People v. McCoy
Before: McKee
Synopsis
Appeal from a judgment of the Superior Court of Ventura County, and from an order refusing a new trial.
The facts are stated in the opinion of the court.
McKee, J. The defendant in this case, having been convicted of the crime of manslaughter, appealed from the judgment of conviction, and from an order denying his motion for a new trial.
The first assignment of error is that the verdict returned by the jury and the judgment rendered by the court are void, because the defendant did not personally plead to the information, and in consequence there were no issues raised upctn which he could be tried and convicted.
But the record shows that the defendant was regularly arraigned; that upon his arraignment, he was asked if he pleaded guilty or not guilty, and that personally he made no answer; but in his presence, his attorney, answering, said, “We plead not guilty.” Whereupon, the defendant still standing mute, the clerk of the court made an entry in the minutes of the court, in the following words, namely: “ Defendant pleads not guilty of the offense charged in the information, and by consent of all parties the cause is set for trial on the 20th of October, 1885."

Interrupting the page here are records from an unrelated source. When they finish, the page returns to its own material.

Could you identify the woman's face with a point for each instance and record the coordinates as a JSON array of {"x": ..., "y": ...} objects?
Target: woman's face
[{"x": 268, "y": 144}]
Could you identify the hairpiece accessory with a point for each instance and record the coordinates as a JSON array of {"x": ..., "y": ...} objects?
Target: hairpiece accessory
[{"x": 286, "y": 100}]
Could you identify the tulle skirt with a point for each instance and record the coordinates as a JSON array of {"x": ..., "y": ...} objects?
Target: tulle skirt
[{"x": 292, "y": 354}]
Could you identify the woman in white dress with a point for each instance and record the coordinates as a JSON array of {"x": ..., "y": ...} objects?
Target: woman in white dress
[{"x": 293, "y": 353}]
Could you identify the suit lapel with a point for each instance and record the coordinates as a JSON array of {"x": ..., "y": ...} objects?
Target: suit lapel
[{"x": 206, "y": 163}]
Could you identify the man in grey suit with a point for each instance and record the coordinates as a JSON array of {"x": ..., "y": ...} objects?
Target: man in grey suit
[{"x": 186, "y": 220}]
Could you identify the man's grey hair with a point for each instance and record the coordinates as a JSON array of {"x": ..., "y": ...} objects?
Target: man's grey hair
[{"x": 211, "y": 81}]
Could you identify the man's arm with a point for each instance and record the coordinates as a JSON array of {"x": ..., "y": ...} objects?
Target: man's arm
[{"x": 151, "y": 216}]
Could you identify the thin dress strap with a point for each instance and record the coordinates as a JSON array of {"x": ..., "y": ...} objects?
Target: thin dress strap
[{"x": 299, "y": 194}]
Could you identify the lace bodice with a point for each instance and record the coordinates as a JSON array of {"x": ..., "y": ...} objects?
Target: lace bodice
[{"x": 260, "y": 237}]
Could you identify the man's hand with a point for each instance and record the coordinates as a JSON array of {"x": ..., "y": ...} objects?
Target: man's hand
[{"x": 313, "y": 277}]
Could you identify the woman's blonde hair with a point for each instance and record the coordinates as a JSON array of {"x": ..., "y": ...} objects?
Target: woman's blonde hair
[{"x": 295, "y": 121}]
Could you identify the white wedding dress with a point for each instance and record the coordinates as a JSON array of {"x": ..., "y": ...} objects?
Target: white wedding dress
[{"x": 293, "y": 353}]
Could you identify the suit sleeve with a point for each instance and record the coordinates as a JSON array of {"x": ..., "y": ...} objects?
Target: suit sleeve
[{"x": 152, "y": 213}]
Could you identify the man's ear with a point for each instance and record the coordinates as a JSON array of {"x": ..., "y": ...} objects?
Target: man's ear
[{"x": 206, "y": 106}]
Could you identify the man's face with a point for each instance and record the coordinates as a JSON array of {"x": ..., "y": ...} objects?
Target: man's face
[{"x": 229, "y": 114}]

The plea of the defendant as it was formulated for him by his attorney was therefore regularly entered upon the minutes. He consented to it, and in the form in which it was made we cannot see that any of the substantial rights of the defendant were in any way prejudiced. Besides, if the refusal of the defendant to answer in person was equivalent to a refusal to plead to the information, the law cast upon the court the duty of having entered on the minutes of the court a plea of not guilty. (Pen. Code, sec. 1024.) That was in effect done, and thereby issues were raised according to law, upon which the defendant was legally tried and convicted.
The next assignment of error is that the court refused, at defendant’s request, to give the jury the following instruction: “A witness false in one part of his testimony is to be distrusted in all.”
[397]Unquestionably, that is a plain legal proposition which a court is bound by law to give to a jury on all proper occasions. (Code Civ. Proc., secs. 20, 61; White v. Disher, 67 Cal. 402; Brown v. Griffith, 70 Cal. 14.) But the court in its charge to the jury had substantially given the proposition to them as law; and as we have repeatedly held, a court is not bound to repeat any of its instructions.
Lastly, the refusal of the court to grant a new trial is assigned as error.